Strava is telling me that I have neighbors who start riding much earlier than I do, more than an hour before local sunrise. It seems the Hour of the Wolf is relative.

reCAPTCHA: Identify the vehicles. Ugh.

Robert Woudenberg said...

Get a thudbuster! Hard tails really need one. Also the bike is clearly too small for you . So thudbuster and shorter stem will make it greater.

HDEB said...

I like bikes that go in the direction I point them : )

BikeSnobNYC said...

Robert Woudenberg,

No, and no.

--Tan Tenovo

JLRB said...

I like my chubby bike and it came in a box too.

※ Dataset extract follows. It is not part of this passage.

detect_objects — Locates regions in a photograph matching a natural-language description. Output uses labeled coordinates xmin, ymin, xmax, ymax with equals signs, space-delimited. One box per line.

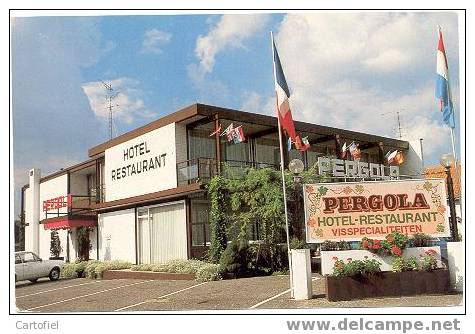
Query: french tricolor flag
xmin=272 ymin=38 xmax=299 ymax=143
xmin=436 ymin=26 xmax=455 ymax=128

I'd like to ride it side-by-side with the Jones, but I'm not a semi-professional bike blogger

Anonymous said...


Unknown said...

My not-so-recent memory of your blog recalls some scathing remarks directed toward gravel bikes. Have you had a change of heart?

I find them to be a little slower than road bikes but "friendlier" in their disposition. It takes an extended ride to appreciate this virtue which may be one reason they gained acceptance grudgingly.

I think you made a smart choice with the Jones and hope you get to enjoy some epic rides with it.